An agreement between Syrian authorities and rebel groups, allowing for over 4,000 fighters and civilians to travel to Raqqa and Marea, is in limbo after an air strike killed Zahran Alloush, leader of rebel group Jaysh al-Islam.
The UN-brokered deal would have allowed for over 2,000 fighters from various factions – Islamic State (Isis), their rival al-Qaeda affiliated Jabhat al-Nusra, and rebels from groups including Jaysh al-Islam – to be be transported to the northern cities of Raqqa, held by IS (Daesh), and Marea, controlled by al-Nusra, the official said.
The areas to be evacuated included Qadam, Hajar al-Aswad and the Palestinian camp of Yarmouk. This pull-out deal would have been the first of its kind between Syrian authorities and IS.
The removal of the fighters was expected to allow Syrian President Bashar al-Assad to reaffirm his control over parts of the city which has seen heavy bombing since the beginning of the civil war, and re-establish supply lines. The siege has stemmed the flow of humanitarian aid which has led to the death of thousands in what Amnesty International says amounts to war crimes.
The British-based Syrian Observatory for Human Rights said that the evacuation had been expected to take place early on Saturday, but as Alloush is now dead no safe passage can be guaranteed for the convoy.
Jaysh al-Islam have named Issam al-Buwaydani, also known as Abu Humam, as its new leader. It is now not clear if and when the fighters will be evacuated from besieged rebel-held areas of the city.
Zahran Alloush was killed in an air strike on Friday (25 December), east of Damascus, where the Saudi-backed Islamist group is dominant. Assad's army command has claimed responsibility for the "special operation".

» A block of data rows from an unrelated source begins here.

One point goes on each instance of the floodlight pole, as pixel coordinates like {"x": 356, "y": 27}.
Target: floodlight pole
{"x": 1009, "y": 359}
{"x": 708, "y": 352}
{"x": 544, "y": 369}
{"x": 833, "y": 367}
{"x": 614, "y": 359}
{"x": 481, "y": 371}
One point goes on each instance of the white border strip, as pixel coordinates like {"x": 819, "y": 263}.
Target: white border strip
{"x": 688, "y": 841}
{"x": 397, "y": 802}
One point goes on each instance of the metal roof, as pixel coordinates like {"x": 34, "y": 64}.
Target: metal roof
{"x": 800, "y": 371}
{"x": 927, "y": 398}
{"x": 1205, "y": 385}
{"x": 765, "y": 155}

The Jaysh al-Islam leader had attended an opposition summit in Riyadh earlier in December which aimed to begin peace talks with the Syrian government. On 18 December the UN Security Council unanimously approved a resolution endorsing a plan for peace in Syria - that included input from rebel forces.

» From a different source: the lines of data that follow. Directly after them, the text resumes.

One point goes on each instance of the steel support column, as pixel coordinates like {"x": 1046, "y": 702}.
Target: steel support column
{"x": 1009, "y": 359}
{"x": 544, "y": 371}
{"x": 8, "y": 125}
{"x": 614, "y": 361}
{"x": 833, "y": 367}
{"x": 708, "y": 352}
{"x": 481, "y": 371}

Despite losing ground across northern Syria to Kurdish forces, in northern Iraq to Kurdish and Christian forces and in Ramadi, east of Baghdad, to the Iraqi army on 26 December, IS leader Abu Bakr al-Baghdadi released a new message saying that the self-declared 'caliphate' is doing 'well'. "Be confident that God will grant victory to those who worship him, and hear the good news that our state is doing well. The more intense the war against it, the purer it becomes and the tougher it gets," he said.